İsrail'in beşeri sermaye bütçesindeki derin açık, böyle bir seçenek hala mevcutken, üstesinden gelebileceği savaş sayısını yeniden düşünmesini gerektiriyor.
Sonuçta hükümet Gazze'deki çatışmaları durdurmayı çoktan kabul etti ve hatta rehinelerin serbest bırakılması karşılığında askerlerin Gazze'den çekilmesini de içeren uzun bir ateşkes taahhüdünde bulundu.
Aslında Gazze'deki çatışmalar rehineler serbest bırakılmasa bile çoktan durmuş durumda. Gazze'nin İsrail ordusu dışında bir sivil güç tarafından kontrol edilmesine yönelik yol haritası da alıcı bekliyor.
Savunma bakanı ve genelkurmay başkanı, ihtiyaç duyulması halinde İsrail'in Gazze'de savaşmaya devam edebileceğini vurguladılar. Ancak bu gerçekleşene kadar kuzeyde ateşkesin tadını çıkarabilir ve Lübnan hükümetiyle ve fiilen Hizbullah'la anlaşmaya varabilir, çünkü Lübnan'la diplomatik bir süreci denemeye istekli olduğunu zaten açıkça belirtti.
İsrail ordusu şimdiden Gazze'de elde ettiğini düşündüğü başarıların bir listesini hazırlıyor ki böylece bir tür zafer kazandığını iddia edebilsin.
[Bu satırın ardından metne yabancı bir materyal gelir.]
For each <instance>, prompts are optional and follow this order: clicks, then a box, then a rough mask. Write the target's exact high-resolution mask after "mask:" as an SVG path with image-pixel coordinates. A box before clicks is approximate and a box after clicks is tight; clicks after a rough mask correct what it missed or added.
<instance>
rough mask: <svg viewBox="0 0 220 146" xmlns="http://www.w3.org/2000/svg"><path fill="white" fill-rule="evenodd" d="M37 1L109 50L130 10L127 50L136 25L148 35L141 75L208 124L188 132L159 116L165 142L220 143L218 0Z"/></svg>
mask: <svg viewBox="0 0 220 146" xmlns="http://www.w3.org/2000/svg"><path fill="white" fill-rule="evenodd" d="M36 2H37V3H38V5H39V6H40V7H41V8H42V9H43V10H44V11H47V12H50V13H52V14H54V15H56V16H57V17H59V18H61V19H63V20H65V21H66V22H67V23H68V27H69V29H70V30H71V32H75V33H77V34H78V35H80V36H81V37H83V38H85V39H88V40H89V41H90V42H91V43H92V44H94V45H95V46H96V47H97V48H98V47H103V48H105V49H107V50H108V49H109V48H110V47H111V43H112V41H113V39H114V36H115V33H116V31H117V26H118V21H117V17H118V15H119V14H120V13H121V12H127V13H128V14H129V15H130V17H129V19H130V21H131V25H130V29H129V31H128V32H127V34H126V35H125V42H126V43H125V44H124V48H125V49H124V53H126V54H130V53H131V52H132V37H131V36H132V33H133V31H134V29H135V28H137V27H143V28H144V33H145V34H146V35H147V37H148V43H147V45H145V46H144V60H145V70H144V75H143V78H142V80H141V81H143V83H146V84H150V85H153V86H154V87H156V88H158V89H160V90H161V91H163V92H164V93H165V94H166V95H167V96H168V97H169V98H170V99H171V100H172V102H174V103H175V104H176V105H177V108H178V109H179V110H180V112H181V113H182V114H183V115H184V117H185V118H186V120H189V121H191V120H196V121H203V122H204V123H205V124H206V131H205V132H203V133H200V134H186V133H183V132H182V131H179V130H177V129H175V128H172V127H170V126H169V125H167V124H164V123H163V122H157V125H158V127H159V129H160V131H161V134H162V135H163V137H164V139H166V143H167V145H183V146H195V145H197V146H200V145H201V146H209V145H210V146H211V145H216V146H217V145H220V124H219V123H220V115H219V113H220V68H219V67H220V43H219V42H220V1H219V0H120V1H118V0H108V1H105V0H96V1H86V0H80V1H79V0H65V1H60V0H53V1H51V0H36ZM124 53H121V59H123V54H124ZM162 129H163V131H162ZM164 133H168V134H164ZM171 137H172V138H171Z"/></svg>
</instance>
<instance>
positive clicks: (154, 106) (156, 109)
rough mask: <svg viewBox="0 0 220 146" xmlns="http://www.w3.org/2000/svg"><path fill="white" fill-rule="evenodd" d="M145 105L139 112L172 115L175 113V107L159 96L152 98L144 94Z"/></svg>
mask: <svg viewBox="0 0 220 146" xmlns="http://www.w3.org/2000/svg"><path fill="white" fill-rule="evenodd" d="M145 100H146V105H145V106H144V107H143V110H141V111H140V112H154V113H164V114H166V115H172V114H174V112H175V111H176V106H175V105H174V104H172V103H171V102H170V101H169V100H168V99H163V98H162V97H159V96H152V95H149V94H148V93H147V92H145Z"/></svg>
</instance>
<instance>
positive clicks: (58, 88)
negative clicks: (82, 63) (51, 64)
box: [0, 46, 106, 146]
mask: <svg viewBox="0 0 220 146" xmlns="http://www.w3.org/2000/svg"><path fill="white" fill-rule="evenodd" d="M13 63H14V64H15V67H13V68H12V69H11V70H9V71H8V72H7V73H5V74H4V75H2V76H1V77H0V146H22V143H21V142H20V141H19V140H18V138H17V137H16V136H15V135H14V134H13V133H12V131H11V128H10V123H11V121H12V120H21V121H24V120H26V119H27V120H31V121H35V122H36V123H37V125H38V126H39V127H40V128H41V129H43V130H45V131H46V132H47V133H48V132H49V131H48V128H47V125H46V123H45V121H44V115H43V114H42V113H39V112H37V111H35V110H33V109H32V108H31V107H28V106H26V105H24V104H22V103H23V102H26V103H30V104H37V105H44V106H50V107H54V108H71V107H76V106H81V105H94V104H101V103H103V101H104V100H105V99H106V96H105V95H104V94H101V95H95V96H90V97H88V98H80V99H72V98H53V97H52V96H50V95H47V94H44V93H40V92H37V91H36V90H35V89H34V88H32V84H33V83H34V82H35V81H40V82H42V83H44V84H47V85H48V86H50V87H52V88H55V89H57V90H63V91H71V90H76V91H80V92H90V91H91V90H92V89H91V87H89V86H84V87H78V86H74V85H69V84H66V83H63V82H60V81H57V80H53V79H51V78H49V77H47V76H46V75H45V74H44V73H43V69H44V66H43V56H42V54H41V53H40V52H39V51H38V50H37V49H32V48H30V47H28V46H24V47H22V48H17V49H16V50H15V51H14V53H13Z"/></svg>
Başka bir deyişle, sürekli savaş seçeneği varsayılan seçenek değil, özellikle de "topyekûn zafer"in bir serap olduğu ortaya çıktığında.
Savaştan vazgeçmenin sonucu Netanyahu'nun liderlik görevinin sona ermesidir, her ne kadar bu, varoluşsal bir tehdit gibi algılansa da İsrailliler bu tehdidi coşkuyla kucaklamaya hazır.